It was a great day in the North woods when we laid our 56k dial up modem to rest and undertook the next phase of our Internet entrepreneurial experience, or so we thought. We took the plunge, shelled out half a grand and had HughesNet mount a satellite dish on our front deck. "This'll be great," I told my wife, "We'll finally be up to speed." Little did I know, at that milestone moment, that my blood pressure was going to rise much faster than my download speed has.
The installation went fine. The fellow was thorough and adept. With his independent contracting work I have no issue. The problem lies in the service I receive from my new ISP. Suffice it to say that I almost wish I had my dial-up connection back.
Since hooking up to HughesNet, I'm sorry to say, we fail to successfully complete 1 out of 3 page loads. Messages such as "The server is busy," and "The connection has timed out" have become all too familiar trade words.
At first I thought the situation was par for the course. I assumed that our ISP was outrunning the outlying servers. However, that notion quickly faded as I did a bit of further testing and experimentation. It is my conclusion that the problem is specific to HughesNet.The funniest part is that the worst performing page loads are occurring in the highest frequencies from HugheNet's own servers! For instance, the day I write this, I had to make no less than seven log in attempts to get my HughesNet provided email account to twice upload in workable form. Its email software is a joke in itself (although my wife claims to like it). I find it awkward, redundant, crude, unintuitive and boring.

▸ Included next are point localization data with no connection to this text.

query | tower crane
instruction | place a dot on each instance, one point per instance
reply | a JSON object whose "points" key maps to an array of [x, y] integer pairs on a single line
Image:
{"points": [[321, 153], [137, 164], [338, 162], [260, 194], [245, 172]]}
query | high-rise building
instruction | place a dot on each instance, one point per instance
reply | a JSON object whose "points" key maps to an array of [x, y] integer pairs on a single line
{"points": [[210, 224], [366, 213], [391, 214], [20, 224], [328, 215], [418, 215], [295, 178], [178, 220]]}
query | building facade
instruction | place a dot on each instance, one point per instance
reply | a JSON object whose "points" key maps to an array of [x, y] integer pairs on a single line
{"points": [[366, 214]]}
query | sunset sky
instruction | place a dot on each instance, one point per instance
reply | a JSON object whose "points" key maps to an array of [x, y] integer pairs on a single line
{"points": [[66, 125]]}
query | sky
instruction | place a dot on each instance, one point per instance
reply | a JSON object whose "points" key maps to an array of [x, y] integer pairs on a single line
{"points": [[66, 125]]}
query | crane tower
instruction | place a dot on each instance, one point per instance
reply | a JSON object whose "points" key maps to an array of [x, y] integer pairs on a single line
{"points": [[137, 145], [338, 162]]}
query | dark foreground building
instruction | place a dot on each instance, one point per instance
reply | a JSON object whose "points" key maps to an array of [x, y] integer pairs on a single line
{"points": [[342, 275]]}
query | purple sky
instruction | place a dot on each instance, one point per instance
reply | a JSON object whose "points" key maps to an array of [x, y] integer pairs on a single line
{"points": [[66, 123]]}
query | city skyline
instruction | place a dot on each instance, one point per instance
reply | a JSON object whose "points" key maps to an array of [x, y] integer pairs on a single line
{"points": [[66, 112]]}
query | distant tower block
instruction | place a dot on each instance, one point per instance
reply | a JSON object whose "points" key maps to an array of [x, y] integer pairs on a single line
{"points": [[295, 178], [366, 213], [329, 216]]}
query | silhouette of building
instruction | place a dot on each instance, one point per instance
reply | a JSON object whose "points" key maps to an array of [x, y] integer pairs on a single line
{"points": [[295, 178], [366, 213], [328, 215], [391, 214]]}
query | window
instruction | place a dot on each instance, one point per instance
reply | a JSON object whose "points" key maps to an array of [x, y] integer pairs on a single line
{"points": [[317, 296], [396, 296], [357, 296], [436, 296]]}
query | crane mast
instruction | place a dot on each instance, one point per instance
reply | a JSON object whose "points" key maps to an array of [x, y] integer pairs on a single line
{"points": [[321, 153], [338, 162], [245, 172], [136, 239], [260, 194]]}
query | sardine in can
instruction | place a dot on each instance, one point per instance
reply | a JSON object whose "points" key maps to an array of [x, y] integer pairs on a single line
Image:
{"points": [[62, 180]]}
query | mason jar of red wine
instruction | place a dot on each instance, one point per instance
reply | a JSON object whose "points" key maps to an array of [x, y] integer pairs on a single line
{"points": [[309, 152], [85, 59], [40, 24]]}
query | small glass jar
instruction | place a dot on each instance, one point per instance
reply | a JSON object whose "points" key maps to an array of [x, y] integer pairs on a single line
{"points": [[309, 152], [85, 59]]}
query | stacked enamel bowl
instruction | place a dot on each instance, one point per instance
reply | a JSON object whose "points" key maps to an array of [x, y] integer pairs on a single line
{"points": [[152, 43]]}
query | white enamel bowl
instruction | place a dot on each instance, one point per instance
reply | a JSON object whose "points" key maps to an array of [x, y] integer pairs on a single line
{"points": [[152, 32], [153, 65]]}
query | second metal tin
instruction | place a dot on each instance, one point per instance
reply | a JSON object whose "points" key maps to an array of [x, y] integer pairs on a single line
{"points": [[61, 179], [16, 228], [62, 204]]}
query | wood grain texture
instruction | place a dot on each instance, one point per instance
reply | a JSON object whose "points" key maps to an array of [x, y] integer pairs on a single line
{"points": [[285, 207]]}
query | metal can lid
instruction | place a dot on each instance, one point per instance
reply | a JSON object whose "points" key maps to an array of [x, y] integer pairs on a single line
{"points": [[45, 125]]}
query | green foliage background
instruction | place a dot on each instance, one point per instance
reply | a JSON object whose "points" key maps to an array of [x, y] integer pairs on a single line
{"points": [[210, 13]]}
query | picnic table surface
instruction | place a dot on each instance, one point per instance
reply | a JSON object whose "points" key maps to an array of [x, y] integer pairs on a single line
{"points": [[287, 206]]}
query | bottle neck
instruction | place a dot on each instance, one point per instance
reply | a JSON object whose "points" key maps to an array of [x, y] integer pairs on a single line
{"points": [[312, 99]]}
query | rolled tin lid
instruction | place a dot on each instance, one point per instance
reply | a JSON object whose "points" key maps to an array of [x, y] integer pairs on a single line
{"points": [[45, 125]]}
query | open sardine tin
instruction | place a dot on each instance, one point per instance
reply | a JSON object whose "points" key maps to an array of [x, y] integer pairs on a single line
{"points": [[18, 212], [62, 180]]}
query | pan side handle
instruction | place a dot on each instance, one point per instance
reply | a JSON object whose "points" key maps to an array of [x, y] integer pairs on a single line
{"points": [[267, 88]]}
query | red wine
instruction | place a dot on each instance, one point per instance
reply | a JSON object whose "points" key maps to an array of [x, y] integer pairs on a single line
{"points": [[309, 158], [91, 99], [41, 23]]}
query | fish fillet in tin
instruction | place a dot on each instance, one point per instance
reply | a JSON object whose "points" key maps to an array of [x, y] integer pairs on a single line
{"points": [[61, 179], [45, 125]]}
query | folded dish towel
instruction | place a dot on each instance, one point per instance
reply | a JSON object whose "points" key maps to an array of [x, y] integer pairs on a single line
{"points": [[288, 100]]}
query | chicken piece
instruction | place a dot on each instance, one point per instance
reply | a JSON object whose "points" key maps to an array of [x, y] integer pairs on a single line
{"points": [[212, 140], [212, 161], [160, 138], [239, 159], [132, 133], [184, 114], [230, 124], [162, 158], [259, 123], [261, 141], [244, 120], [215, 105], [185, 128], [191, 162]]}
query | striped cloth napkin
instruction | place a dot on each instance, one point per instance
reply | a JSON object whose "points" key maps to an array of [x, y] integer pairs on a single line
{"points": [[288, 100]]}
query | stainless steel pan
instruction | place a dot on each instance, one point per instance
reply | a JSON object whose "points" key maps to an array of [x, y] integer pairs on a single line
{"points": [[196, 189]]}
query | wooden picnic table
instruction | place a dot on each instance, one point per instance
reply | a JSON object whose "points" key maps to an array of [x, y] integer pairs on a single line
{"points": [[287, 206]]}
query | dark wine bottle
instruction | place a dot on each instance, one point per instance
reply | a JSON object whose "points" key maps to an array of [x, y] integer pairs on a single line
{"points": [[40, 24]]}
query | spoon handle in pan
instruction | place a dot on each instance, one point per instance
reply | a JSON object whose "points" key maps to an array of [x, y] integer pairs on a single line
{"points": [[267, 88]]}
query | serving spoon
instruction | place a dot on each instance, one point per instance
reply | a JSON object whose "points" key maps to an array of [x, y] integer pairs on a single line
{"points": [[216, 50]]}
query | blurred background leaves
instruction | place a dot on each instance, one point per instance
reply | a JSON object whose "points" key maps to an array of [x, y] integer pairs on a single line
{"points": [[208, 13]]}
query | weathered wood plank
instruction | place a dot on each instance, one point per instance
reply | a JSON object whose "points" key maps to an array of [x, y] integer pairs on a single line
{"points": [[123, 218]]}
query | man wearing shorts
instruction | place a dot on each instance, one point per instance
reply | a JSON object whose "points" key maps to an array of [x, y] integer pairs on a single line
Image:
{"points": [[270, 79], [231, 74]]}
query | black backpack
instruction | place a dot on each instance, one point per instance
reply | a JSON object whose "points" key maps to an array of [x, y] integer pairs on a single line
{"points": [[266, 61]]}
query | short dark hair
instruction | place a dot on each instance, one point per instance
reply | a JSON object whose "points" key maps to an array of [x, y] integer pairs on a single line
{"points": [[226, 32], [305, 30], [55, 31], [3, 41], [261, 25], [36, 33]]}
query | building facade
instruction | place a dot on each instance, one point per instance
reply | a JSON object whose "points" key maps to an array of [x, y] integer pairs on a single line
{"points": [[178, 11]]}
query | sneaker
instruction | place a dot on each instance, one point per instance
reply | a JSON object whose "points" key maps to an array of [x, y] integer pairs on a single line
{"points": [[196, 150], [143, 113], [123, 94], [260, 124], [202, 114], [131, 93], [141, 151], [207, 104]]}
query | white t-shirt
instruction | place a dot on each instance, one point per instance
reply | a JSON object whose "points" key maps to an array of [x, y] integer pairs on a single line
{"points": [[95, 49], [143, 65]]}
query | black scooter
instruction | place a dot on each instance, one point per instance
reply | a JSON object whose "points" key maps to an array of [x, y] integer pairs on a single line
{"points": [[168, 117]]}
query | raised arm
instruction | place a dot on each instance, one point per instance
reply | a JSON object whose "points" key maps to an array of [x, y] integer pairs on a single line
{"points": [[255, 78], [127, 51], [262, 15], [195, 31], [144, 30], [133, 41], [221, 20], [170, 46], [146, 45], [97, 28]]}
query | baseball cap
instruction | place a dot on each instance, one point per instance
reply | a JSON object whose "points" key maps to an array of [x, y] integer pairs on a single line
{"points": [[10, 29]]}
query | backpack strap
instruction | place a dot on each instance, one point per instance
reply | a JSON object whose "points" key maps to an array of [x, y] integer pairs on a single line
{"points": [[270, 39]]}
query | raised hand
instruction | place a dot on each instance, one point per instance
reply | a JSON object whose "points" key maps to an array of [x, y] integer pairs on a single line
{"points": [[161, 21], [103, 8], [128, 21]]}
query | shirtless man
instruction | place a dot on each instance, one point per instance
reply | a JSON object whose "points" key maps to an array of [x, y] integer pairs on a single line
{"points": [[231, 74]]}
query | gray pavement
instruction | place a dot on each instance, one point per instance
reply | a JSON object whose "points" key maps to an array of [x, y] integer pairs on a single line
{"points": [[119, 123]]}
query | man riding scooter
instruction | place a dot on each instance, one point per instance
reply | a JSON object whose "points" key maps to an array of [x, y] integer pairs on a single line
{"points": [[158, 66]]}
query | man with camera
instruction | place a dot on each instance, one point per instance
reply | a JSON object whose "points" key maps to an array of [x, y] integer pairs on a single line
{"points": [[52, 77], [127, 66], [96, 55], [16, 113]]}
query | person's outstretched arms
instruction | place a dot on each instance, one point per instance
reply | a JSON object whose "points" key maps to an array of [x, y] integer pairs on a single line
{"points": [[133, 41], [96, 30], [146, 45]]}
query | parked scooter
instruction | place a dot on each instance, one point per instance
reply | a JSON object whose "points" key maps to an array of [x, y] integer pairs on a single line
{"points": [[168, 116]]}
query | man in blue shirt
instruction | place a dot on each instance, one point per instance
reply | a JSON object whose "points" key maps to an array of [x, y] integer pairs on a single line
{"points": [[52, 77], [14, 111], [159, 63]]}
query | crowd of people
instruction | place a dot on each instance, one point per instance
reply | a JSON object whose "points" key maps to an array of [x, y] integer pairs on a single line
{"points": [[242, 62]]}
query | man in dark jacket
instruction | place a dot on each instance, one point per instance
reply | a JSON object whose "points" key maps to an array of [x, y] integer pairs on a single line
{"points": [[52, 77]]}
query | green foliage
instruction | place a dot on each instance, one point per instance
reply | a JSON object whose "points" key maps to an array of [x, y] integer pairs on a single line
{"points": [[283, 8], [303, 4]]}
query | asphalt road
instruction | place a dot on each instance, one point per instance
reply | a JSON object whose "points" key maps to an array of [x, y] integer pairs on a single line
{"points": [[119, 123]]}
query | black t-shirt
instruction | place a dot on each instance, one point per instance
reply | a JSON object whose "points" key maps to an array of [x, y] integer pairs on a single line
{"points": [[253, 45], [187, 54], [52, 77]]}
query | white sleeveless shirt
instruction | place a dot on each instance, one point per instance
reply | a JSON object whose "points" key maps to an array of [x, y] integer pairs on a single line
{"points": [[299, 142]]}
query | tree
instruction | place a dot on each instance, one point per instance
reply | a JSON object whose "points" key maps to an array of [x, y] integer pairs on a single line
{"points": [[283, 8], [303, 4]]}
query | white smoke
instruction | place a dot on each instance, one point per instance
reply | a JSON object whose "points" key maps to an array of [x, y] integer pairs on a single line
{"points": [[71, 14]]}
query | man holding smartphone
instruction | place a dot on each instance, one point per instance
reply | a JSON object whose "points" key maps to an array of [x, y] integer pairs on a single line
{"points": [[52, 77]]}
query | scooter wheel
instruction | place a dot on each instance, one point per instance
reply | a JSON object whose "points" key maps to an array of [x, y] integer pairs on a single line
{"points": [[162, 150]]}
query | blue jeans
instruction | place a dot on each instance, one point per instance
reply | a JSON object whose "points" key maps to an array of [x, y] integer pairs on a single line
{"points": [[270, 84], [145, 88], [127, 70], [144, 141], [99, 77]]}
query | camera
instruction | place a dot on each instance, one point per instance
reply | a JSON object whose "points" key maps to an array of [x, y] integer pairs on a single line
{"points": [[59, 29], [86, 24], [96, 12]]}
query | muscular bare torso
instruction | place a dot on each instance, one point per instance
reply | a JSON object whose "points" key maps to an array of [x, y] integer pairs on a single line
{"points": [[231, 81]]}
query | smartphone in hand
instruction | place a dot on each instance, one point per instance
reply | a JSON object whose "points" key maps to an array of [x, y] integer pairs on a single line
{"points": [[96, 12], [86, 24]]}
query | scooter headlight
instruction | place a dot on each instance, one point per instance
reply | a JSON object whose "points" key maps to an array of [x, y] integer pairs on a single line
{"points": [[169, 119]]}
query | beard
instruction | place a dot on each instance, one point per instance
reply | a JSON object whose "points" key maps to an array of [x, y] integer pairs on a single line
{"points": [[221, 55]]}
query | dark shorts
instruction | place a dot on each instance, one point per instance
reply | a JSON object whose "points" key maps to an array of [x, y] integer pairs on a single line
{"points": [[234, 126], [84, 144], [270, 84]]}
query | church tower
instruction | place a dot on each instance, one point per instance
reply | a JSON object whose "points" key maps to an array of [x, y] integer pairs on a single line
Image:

It's like something which was hacked together in the 80's by a high school computer class.
The customer service representatives I've talked to have been nice enough, when it can be understood what they're saying. Although they assure me that they can hear me loud and clear, the experience on my end is like talking to someone in the bottom of an outhouse cistern with their mouth stuffed full of wadded up cotton. The fellow I talked to today, whom I believe was in either Bangladesh or Calcutta, assured me they could help out with my problems. He told me that I should call them the next time I had a failed page load. I guess that meant the download failures during our conversation were imaginary or something.
My plan now is simple and straightforward. I intend to keep blogging. You see, I'm a very tough hound to shake. I intend to count failed page loads between our two machines on a daily basis and then occasionally deliver my findings to the public. It's my guess that by the time I come to the end of my two-year contract with our friends over at HughesNet, they'll be only too happy to get rid of me. In the mean time, I'd like my readers to give careful consideration to who they may choose as their next Internet service provider. I would surely hate for anyone else to end up with a bald spot similar to the one I must now be developing.